Maman threw up her arms. “Children! Des petits sauvages! What can we do?”
Madame Charbonneau, no longer paying attention, was separating little cowboys from little Indians. The Eskimo was stage left, sucking his thumb and crying quietly. Madame Charbonneau called, “Jeanot, viens ici!” and Jeanot came, climbed to the sacrificial stake and stood still as the teacher bound him to it loosely.
The lights in the room dimmed and School Director, Monsieur Rampallon, flanked by the mayor and his deputy, made a brief speech on the benefits of education to The Republic. He left the stage to a smattering of applause from parents, teachers, brothers and sisters, and Monsieur Champollion, mayor of the 17em arrondissement, enumerated his accomplishments. Tied to the stake, Jeanot was the image of stoicism.
In time, Indian drums made from cardboard hatboxes, faint ululations and clapping hands beat a haphazard rhythm. A heavily accented voice began reciting Longfellow’s Song of Hiawatha in French, and as the epic droned on, the room grew summer hot. Puritans and Indians shared a Thanksgiving meal. Sweat formed on Jeanot’s chest, forehead and underarms. The beads ran past his red belly button and into his loincloth which soon started itching.
He rubbed his butt against the stake, trying to rearrange the scratchy cloth (a piece of burlap Maman had decided went well with his coloring), and bought a few moments’ relief. Then the itching became worse, intolerable, so he gritted his teeth and thought courageous thoughts.
The other Indians danced around Jeanot in a pre-sacrificial frenzy. They whooped, they hollered, they jumped and cavorted; they made terrible, gargoyle faces and rolled their eyes. Among them was the Eskimo, tears forgotten, and one small cowboy who, caught up in the excitement of the moment, had forgotten who he was. The yellow lights focused on Jeanot’s feet. He was now officially on fire.

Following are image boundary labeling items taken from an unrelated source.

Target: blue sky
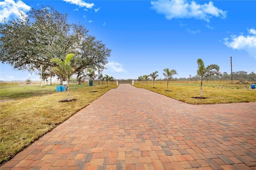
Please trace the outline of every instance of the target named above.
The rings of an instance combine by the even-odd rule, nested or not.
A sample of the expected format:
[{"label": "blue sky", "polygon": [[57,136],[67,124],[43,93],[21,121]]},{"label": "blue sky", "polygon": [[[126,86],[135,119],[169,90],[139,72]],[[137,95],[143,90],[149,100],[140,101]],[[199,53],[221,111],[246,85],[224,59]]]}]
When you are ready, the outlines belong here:
[{"label": "blue sky", "polygon": [[[166,68],[177,77],[196,75],[196,61],[219,65],[222,72],[256,72],[255,0],[0,1],[0,18],[16,17],[31,7],[52,6],[80,23],[112,49],[103,73],[136,79]],[[1,80],[39,79],[0,65]]]}]

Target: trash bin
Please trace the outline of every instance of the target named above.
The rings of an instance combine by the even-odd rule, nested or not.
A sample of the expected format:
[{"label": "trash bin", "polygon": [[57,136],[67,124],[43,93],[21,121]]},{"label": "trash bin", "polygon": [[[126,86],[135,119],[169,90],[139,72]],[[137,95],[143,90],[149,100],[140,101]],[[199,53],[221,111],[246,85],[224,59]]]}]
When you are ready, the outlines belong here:
[{"label": "trash bin", "polygon": [[61,91],[61,87],[60,86],[56,86],[56,91],[57,92]]},{"label": "trash bin", "polygon": [[92,81],[90,80],[89,81],[89,86],[92,86],[93,85],[93,82],[92,82]]},{"label": "trash bin", "polygon": [[66,88],[64,85],[62,85],[60,86],[60,87],[61,87],[61,91],[64,91],[66,90]]}]

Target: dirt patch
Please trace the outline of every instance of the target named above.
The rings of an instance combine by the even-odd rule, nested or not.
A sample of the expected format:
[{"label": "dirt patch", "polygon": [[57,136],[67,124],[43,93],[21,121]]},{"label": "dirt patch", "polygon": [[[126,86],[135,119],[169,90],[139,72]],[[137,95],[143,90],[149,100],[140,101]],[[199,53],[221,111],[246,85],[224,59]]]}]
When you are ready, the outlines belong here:
[{"label": "dirt patch", "polygon": [[0,103],[9,102],[10,101],[14,101],[14,100],[8,100],[8,99],[0,99]]},{"label": "dirt patch", "polygon": [[209,99],[208,97],[192,97],[192,98],[194,99]]},{"label": "dirt patch", "polygon": [[59,103],[71,102],[72,101],[76,101],[76,99],[73,99],[70,100],[69,101],[68,101],[68,100],[61,100],[60,101],[59,101]]}]

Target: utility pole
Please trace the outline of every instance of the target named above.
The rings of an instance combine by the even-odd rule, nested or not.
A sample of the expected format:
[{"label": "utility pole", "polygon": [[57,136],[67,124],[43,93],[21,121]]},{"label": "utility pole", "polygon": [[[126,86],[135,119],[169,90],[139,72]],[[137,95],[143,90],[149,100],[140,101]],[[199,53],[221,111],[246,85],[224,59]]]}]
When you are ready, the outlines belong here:
[{"label": "utility pole", "polygon": [[42,85],[43,85],[42,84],[43,83],[42,82],[42,65],[41,65],[41,87],[42,87]]},{"label": "utility pole", "polygon": [[232,76],[232,57],[230,57],[230,63],[231,64],[231,81],[233,80],[233,77]]}]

The itch became a torture. He rubbed his butt against the stake again, this time more forcefully. The loincloth, tied with a loose knot, fell about his ankles. Jeanot’s triangular, impeccably clean American underwear shone like a beacon on the stage. It radiated white against his red skin, and the first small Indian to notice it stopped dancing, pointed and burst into laughter. The Puritans hooted, the dancing cowboy stood gape-jawed, and from the middle of the audience came a loud guffaw. Jeanot, through his mortification, could see famed director Jules Dassin laughing with his head thrown back. Madame Charbonneau leaped onto the stage and wrapped her shawl about Jeanot’s middle, tore him from the stake and whisked him away.

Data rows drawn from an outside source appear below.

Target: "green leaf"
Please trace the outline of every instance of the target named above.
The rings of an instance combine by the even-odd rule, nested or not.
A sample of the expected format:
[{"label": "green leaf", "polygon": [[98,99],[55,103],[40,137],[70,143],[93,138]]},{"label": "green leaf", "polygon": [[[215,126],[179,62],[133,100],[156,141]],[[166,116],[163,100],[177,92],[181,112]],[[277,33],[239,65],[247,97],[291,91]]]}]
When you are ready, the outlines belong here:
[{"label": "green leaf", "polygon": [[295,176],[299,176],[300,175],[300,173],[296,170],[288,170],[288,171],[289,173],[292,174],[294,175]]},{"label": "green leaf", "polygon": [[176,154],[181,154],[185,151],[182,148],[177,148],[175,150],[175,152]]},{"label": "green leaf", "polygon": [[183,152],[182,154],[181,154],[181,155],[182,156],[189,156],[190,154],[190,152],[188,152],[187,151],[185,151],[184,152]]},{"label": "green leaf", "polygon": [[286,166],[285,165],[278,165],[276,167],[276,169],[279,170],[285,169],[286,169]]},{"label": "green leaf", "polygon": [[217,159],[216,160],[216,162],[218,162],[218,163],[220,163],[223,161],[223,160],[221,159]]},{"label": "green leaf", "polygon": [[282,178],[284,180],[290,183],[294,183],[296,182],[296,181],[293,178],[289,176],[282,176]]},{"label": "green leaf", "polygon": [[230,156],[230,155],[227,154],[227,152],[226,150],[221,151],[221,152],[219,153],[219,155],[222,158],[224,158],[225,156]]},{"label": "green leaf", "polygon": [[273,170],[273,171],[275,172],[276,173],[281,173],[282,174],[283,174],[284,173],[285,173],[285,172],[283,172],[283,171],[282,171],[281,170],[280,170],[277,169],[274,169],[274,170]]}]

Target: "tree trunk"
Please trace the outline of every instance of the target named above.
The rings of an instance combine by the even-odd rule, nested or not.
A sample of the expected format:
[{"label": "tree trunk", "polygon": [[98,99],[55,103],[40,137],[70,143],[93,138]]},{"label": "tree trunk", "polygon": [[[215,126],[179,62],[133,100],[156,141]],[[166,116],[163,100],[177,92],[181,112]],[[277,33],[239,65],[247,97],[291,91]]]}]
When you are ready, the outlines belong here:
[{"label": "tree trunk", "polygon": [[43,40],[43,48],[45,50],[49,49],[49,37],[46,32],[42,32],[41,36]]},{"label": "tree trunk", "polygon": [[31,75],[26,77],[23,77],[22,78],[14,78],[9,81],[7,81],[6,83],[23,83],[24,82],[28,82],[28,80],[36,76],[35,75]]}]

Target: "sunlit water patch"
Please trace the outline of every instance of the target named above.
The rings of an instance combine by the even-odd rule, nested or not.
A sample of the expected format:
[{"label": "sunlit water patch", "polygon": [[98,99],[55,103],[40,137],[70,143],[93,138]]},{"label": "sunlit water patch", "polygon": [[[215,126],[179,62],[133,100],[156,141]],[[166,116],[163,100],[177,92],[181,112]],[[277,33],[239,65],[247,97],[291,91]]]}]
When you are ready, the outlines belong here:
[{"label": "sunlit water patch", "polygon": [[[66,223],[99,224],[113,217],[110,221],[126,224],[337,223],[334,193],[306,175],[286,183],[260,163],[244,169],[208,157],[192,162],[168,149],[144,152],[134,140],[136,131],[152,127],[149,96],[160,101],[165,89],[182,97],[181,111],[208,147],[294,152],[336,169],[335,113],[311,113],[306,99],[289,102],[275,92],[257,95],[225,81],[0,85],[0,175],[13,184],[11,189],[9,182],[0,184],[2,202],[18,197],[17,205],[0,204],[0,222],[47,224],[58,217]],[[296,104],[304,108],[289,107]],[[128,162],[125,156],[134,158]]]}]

It took more than ten minutes to quiet everyone down, reassemble the players and find another child—the Eskimo—for the stake.
Later that night at home, Marité and Roland decided it was wise to keep Jeanot out of school the rest of the week. The food dye refused to come off even after several scrubbings and it would be a full month before Jeanot returned to an overall Parisian paleness.
Over the years the tale of Jeanot the Naked Redskin would grow as stories do, and when Marité recounted it, her son became the hero, the star, the best of all the small French Indians.